A Street Department pump went to work on Windridge Drive on Tuesday afternoon and kept at it until 6 p.m., then went back into service at 3:30 a.m. Wednesday after Schnadenberg received a report of a flooding threat to a walk-in basement. As of this morning Windridge Drive was still being pumped.

But that wasn’t the only problem at Tanglewood. The detention pond just west of the Boys and Girls Club along 1100N also filled, Schnadenberg added, sending water into the rear yards of several Tanglewood homes backing onto the pond. “We had to pump those yards out into the high school’s separate drainage system to keep those houses from flooding,” he said.

“We haven’t pumped this much since the big rain in 2008,” Schnadenberg noted. “That’s the last time we’ve had a flooding issue this severe.”

At various times on Wednesday 1100N flooded over near the Rosehill Estates subdivision--“I haven’t seen that in many years,” Schnadenberg said--as well as east of South Fifth Street.

Flood waters crested too over South 11th Street near the back entrance to Westchester Intermediate School.

And one of the other usual suspects--Gladys Lane in the Westchester South subdivision--was also submerged for some time before the waters there receded.

On the other hand, the lowest point in the entire Town of Chesterton--the alley behind Val’s Pizzeria--did not flood, which Schnadenberg attributed to the installation several years ago of a stormwater lift station.
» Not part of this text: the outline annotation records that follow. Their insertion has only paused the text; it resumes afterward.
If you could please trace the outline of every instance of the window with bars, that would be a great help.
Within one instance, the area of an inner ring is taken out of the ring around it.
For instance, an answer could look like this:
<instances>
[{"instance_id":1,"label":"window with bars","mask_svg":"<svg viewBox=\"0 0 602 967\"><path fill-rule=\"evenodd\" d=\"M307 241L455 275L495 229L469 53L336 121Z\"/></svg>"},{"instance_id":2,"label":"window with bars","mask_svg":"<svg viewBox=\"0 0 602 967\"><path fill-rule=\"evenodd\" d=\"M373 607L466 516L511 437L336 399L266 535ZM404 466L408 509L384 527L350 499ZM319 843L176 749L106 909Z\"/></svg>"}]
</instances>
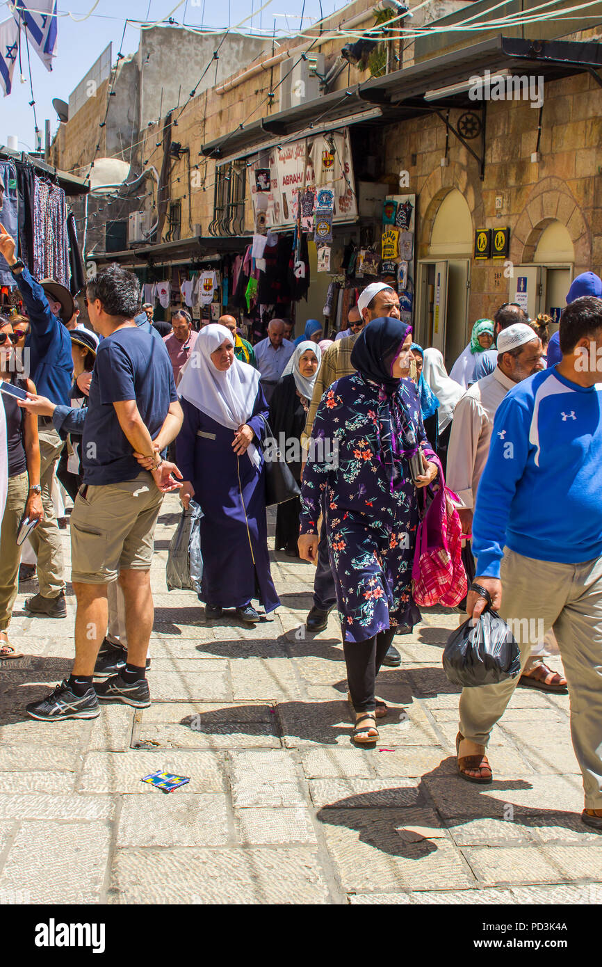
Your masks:
<instances>
[{"instance_id":1,"label":"window with bars","mask_svg":"<svg viewBox=\"0 0 602 967\"><path fill-rule=\"evenodd\" d=\"M214 220L210 235L242 235L244 232L246 164L229 161L215 167Z\"/></svg>"},{"instance_id":2,"label":"window with bars","mask_svg":"<svg viewBox=\"0 0 602 967\"><path fill-rule=\"evenodd\" d=\"M169 230L165 236L167 242L177 242L182 231L182 202L172 201L169 204L169 214L167 216Z\"/></svg>"}]
</instances>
That station--along with a second installed in an alley off 11th Street just north of West Porter Ave.--performed just as they were designed to do.

“Over the last 30 years I’ve seen dramatic changes in the town’s stormwater system,” Schnadenberg said. “We would have had a catastrophic problem if the town hadn’t done all the stormwater improvements it’s done. There were isolated issues on Tuesday and Wednesday, no question about that, but nothing like would have happened if the town hadn’t invested in stormwater infrastructure. That was money well spent.”


The Chesterton Fire Department responded twice during the rain to reports of occupied vehicles stranded on flooded roadways and filling with water.

The first: at 12 p.m. Tuesday, in Boone Grove. The second: at 7 p.m. Tuesday, in the area of U.S. Highway 20 and Harrison Road.

In both cases the CFD was disregarded before firefighters arrived at the scene.